When Vijay Shroff wants to get across why people have such a connection to the Wine & Cheese Place (multiple locations including 7435 Forsyth Boulevard, Clayton; 314-447-9463), he draws upon his own childhood to paint a picture — long before he ever dreamed he'd own the store.
"I was three when it opened, but I remember going into [what was then] the Roasting House and the Cheese Place with my dad on the weekends and smelling freshly roasted nuts and coffee," Shroff says. "It was just such a sensory experience as a child and brings up a memory of my dad."
Now in its 40th year, the Wine & Cheese Place has been creating those memories for its customers since it was founded by Amos Kedmey as two small businesses — a little cheese and specialty grocery shop, the Cheese Place, and a small coffee and nut roastery, the Roastery — on the east side of Clayton in 1982. As Shroff, who has owned the business since 2019, explains, both the Cheese Place and the Roastery began very small but grew into themselves organically thanks to the changing tastes and preferences of their customers. Because the mission of the businesses was to be a place of interaction and conversation between the shopkeepers and guests, customers were able to influence the products the stores carried. As European wines became more popular throughout the 1980s, for instance, the Cheese Place increased the size of its wine collection to include bottles that customers requested.
"We like to be ahead of the game, but the dialogue we've had with our customers has helped us to recognize trends that they've seen," Shroff says. "We have a dedication to our customers to satisfy that."
Over time, the Cheese Place's wine portfolio grew so much that Kedmey and his team decided to change its name to reflect that significant side of the business. They crowned their store the Wine & Cheese Place, absorbed the Roastery into the newly minted business and expanded to include additional locations, all while dedicated to remaining the small-scale operation their guests had come to love.
While the Wine & Cheese Place was endearing itself to St. Louisans, Shroff was on the East Coast with no idea he'd ever come to own the place he was so fond of as a child. After leaving his hometown for college and then law school, Shroff made his way to New York where he was working as a corporate attorney doing mergers and acquisitions. He felt professionally satisfied, but it was becoming increasingly apparent to him and his wife that New York was not conducive to the life they wanted to live.

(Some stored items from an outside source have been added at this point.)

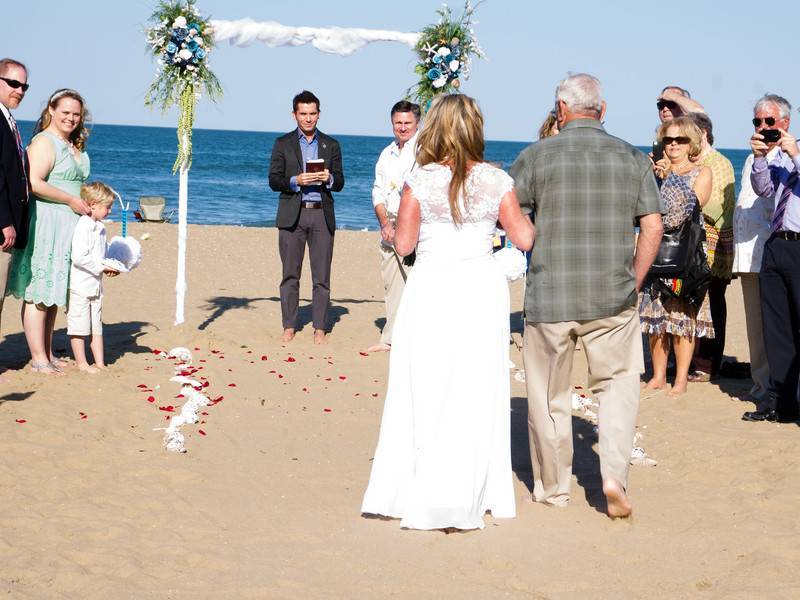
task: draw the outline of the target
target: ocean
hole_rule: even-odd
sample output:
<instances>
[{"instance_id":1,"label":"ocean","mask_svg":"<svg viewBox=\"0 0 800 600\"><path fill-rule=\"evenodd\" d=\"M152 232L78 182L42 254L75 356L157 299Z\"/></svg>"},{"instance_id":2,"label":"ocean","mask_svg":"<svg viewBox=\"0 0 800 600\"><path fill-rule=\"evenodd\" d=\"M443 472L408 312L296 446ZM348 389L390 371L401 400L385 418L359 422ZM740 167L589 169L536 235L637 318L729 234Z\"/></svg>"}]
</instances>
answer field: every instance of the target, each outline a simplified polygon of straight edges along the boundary
<instances>
[{"instance_id":1,"label":"ocean","mask_svg":"<svg viewBox=\"0 0 800 600\"><path fill-rule=\"evenodd\" d=\"M34 123L20 121L26 143ZM328 132L326 132L328 133ZM269 189L269 157L282 133L195 129L193 162L189 171L189 223L271 227L275 225L278 194ZM336 194L336 222L341 229L376 230L372 211L375 162L390 137L333 135L342 147L345 187ZM486 142L486 160L508 169L527 142ZM113 187L131 210L140 196L164 196L165 214L177 221L178 177L172 175L177 150L174 128L94 125L87 149L91 180ZM649 151L649 148L641 148ZM721 149L733 163L736 191L749 150ZM116 214L115 214L116 213ZM111 214L119 219L118 209Z\"/></svg>"}]
</instances>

"Our son started crawling in our Brooklyn apartment, and we realized this wasn't going to work," Shroff says with a laugh.

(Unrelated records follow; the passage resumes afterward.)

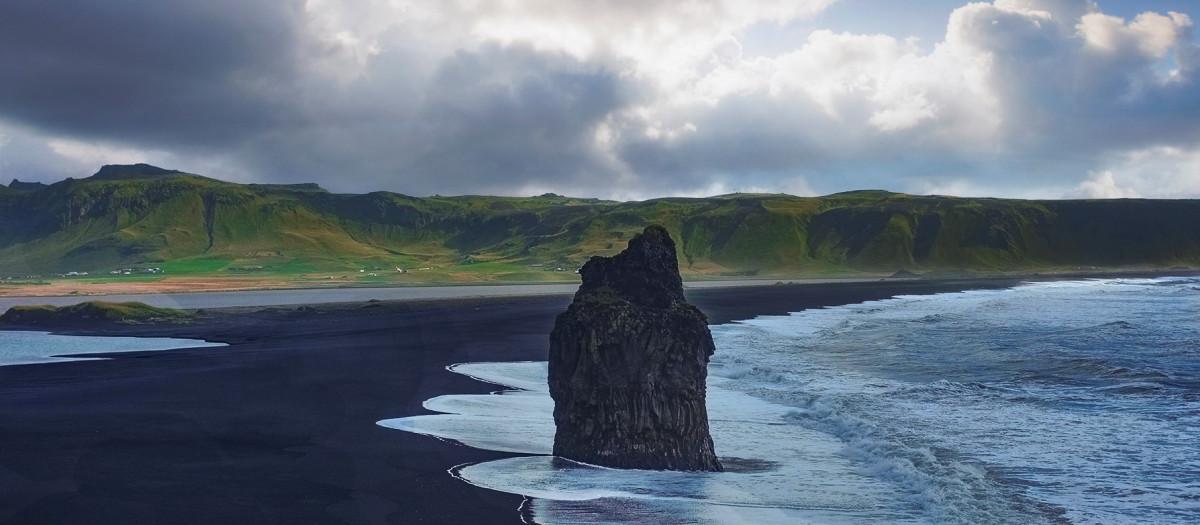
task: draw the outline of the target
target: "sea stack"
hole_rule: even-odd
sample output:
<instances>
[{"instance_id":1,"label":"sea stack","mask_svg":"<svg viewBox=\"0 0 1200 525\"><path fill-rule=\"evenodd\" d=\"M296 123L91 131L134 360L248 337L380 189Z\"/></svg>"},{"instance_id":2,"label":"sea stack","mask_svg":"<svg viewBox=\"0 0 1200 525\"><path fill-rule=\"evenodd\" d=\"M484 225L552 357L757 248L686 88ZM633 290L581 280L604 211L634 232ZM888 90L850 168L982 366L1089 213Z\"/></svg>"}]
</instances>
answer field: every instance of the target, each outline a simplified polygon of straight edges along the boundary
<instances>
[{"instance_id":1,"label":"sea stack","mask_svg":"<svg viewBox=\"0 0 1200 525\"><path fill-rule=\"evenodd\" d=\"M683 297L675 243L650 226L592 257L550 332L554 455L613 468L719 471L704 404L714 346Z\"/></svg>"}]
</instances>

Shroff and his family moved back to St. Louis, where he continued to work in the legal profession as general counsel for a chemicals company. However, even though he was back in his hometown as he'd wanted, he could not shake the feeling that there was still something not quite right. Having grown up with parents who owned their own small business, he, too, felt the pull to become an entrepreneur. When he found out there was an opportunity to buy a place so important to him during his childhood, it was the push he needed to take the leap.
Shroff bought the Wine & Cheese Place in 2019 and immediately brought on longtime employee Aaron Zwicker as a partner. On their watch, the company relocated two stores to Kirkwood and Town and Country and launched a new bottleshop-focused brand called Spirit Wine & Craft, which just opened its first store on the city's south side. With the new locations, he's brightening the stores and creating a welcoming, cheery environment, though he insists he has no interest in changing the fundamentals of the business, which he believes revolve around the passion his staff has for both the product and the guests.

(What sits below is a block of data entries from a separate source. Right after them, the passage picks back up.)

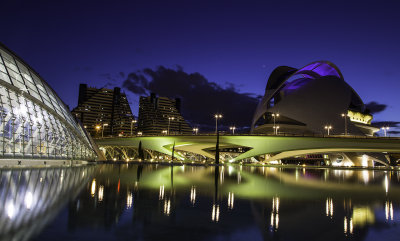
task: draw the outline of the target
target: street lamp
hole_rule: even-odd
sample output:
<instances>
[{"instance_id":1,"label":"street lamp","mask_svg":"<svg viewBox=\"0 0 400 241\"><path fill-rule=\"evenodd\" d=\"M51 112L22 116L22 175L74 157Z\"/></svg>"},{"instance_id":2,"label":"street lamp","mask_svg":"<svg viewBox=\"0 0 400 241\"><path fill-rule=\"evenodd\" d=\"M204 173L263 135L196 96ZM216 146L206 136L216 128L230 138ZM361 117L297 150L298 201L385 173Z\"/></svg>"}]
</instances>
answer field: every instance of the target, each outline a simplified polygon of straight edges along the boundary
<instances>
[{"instance_id":1,"label":"street lamp","mask_svg":"<svg viewBox=\"0 0 400 241\"><path fill-rule=\"evenodd\" d=\"M325 130L328 131L328 136L329 136L329 131L332 129L332 126L325 126Z\"/></svg>"},{"instance_id":2,"label":"street lamp","mask_svg":"<svg viewBox=\"0 0 400 241\"><path fill-rule=\"evenodd\" d=\"M101 138L104 137L103 134L104 134L104 127L105 127L105 126L108 126L108 124L107 124L107 123L104 123L104 124L103 124L103 128L101 129Z\"/></svg>"},{"instance_id":3,"label":"street lamp","mask_svg":"<svg viewBox=\"0 0 400 241\"><path fill-rule=\"evenodd\" d=\"M229 127L229 129L232 131L232 135L235 135L236 127L235 126L231 126L231 127Z\"/></svg>"},{"instance_id":4,"label":"street lamp","mask_svg":"<svg viewBox=\"0 0 400 241\"><path fill-rule=\"evenodd\" d=\"M274 126L273 128L274 128L274 134L278 135L279 126Z\"/></svg>"},{"instance_id":5,"label":"street lamp","mask_svg":"<svg viewBox=\"0 0 400 241\"><path fill-rule=\"evenodd\" d=\"M275 119L278 118L278 117L279 117L279 113L276 113L276 114L275 114L275 113L272 113L272 118L274 118L274 127L273 127L273 128L274 128L274 133L275 133L275 135L276 135L276 133L278 133L278 132L277 132L276 125L275 125Z\"/></svg>"},{"instance_id":6,"label":"street lamp","mask_svg":"<svg viewBox=\"0 0 400 241\"><path fill-rule=\"evenodd\" d=\"M169 135L169 125L171 124L171 120L174 120L175 117L168 117L168 131L167 134Z\"/></svg>"},{"instance_id":7,"label":"street lamp","mask_svg":"<svg viewBox=\"0 0 400 241\"><path fill-rule=\"evenodd\" d=\"M389 130L389 126L384 126L381 128L383 130L383 132L385 133L385 137L387 136L387 132Z\"/></svg>"},{"instance_id":8,"label":"street lamp","mask_svg":"<svg viewBox=\"0 0 400 241\"><path fill-rule=\"evenodd\" d=\"M193 128L194 133L197 135L197 132L199 131L199 128Z\"/></svg>"},{"instance_id":9,"label":"street lamp","mask_svg":"<svg viewBox=\"0 0 400 241\"><path fill-rule=\"evenodd\" d=\"M342 113L342 117L344 118L344 135L347 136L347 114Z\"/></svg>"},{"instance_id":10,"label":"street lamp","mask_svg":"<svg viewBox=\"0 0 400 241\"><path fill-rule=\"evenodd\" d=\"M161 131L161 133L164 134L164 135L167 135L168 131L167 130L163 130L163 131Z\"/></svg>"},{"instance_id":11,"label":"street lamp","mask_svg":"<svg viewBox=\"0 0 400 241\"><path fill-rule=\"evenodd\" d=\"M218 119L221 119L222 115L221 114L215 114L214 117L215 117L215 134L217 134L217 132L218 132Z\"/></svg>"},{"instance_id":12,"label":"street lamp","mask_svg":"<svg viewBox=\"0 0 400 241\"><path fill-rule=\"evenodd\" d=\"M133 124L135 124L135 123L136 123L136 120L132 120L132 121L131 121L131 136L133 135L133 134L132 134L132 129L133 129Z\"/></svg>"}]
</instances>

"It's a bit rare to have a place where people can come in and have a real dialogue with someone if they want it," Shroff says. "Wine, cheese and spirits can be mysterious, and we want to demystify that. It's so gratifying to see our staff just chatting with customers. That really doesn't happen anymore."
That connection, Shroff believes, is the reason for the Wine & Cheese Place's staying power. It brings him such joy to watch as generations of families come through the shop — just as he and his dad did — and make the place part of their celebrations and special events. He also loves that, even though the shop could be considered a liquor store, it's family friendly and has one of the last remaining candy bars in St. Louis. Because the store has become such an integral part of its customers' lives, it was able to sustain itself better than others during the height of the pandemic, something Shroff admits gives him a bit of survivor's guilt but that he is eternally grateful for, especially considering how much competition there is in his industry. It doesn't bother him, though. At the end of the day, he knows that people aren't only coming to the Wine & Cheese Place for a bottle of wine; they are coming for an experience.
"You can get alcoholic beverages at CVS, grocery stores and gas stations, but people are coming out to see," Shroff says. "The way we compete is by creating a place where customers want to come. The thing I love most about our product is that I am in a very fortunate place where I get to try everything new. My favorite thing is to try new things, and I am still discovering what my favorite is. I think a lot of people feel that way about wine, cheese and spirits. The histories of all those things are centuries or millennia old, and it's fun to talk through that history and fascinating background but also to make it fun. If you aren't having fun you are doing it wrong."